FEATURE FILTERING AND SELECTION FOR DRY MATTER ESTIMATION ON PERENNIAL RYEGRASS: A CASE STUDY OF VEGETATION INDICES
Keywords: Feature Selection, Collinearity, Vegetation Indices, Biomass, Dry Matter, Pasture, Perennial Ryegrass, Machine Learning
Abstract. Vegetation indices (VIs) have been extensively employed as a feature for dry matter (DM) estimation. During the past five decades more than a hundred vegetation indices have been proposed. Inevitably, the selection of the optimal index or subset of indices is not trivial nor obvious. This study, performed on a year-round observation of perennial ryegrass (n = 900), indicates that for this response variable (i.e. kg.DM.ha−1), more than 80% of indices present a high degree of collinearity (correlation > |0.8|.) Additionally, the absence of an established workflow for feature selection and modelling is a handicap when trying to establish meaningful relations between spectral data and biophysical/biochemical features. Within this case study, an unsupervised and supervised filtering process is proposed to an initial dataset of 97 VIs. This research analyses the effects of the proposed filtering and feature selection process to the overall stability of final models.

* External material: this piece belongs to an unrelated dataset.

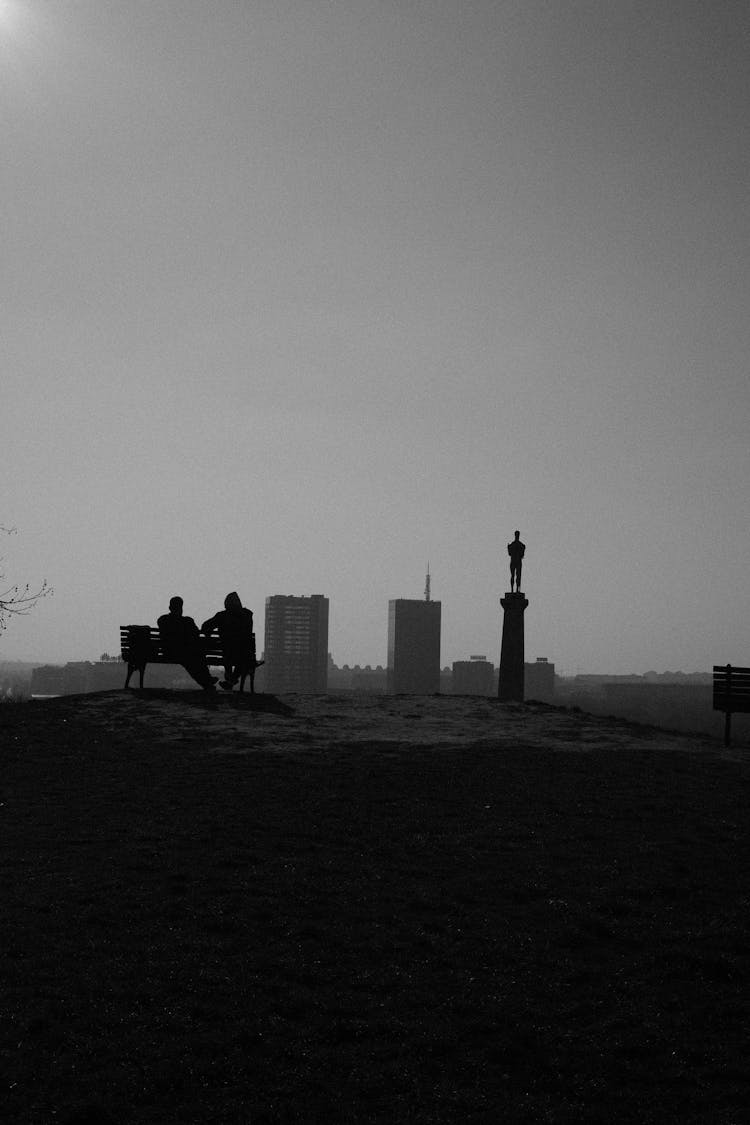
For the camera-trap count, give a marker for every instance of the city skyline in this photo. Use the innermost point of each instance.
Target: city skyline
(298, 296)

Consequently, this analysis provides a straightforward framework to filter and select VIs. This approach was able to provide a reduced feature set for a robust model and to quantify trade-offs between optimal models (i.e. lowest root mean square error – RMSE = 412.27 kg.DM.ha−1) and tolerable models (with a smaller number of features – 4 VIs and within 10% of the lowest RMSE.)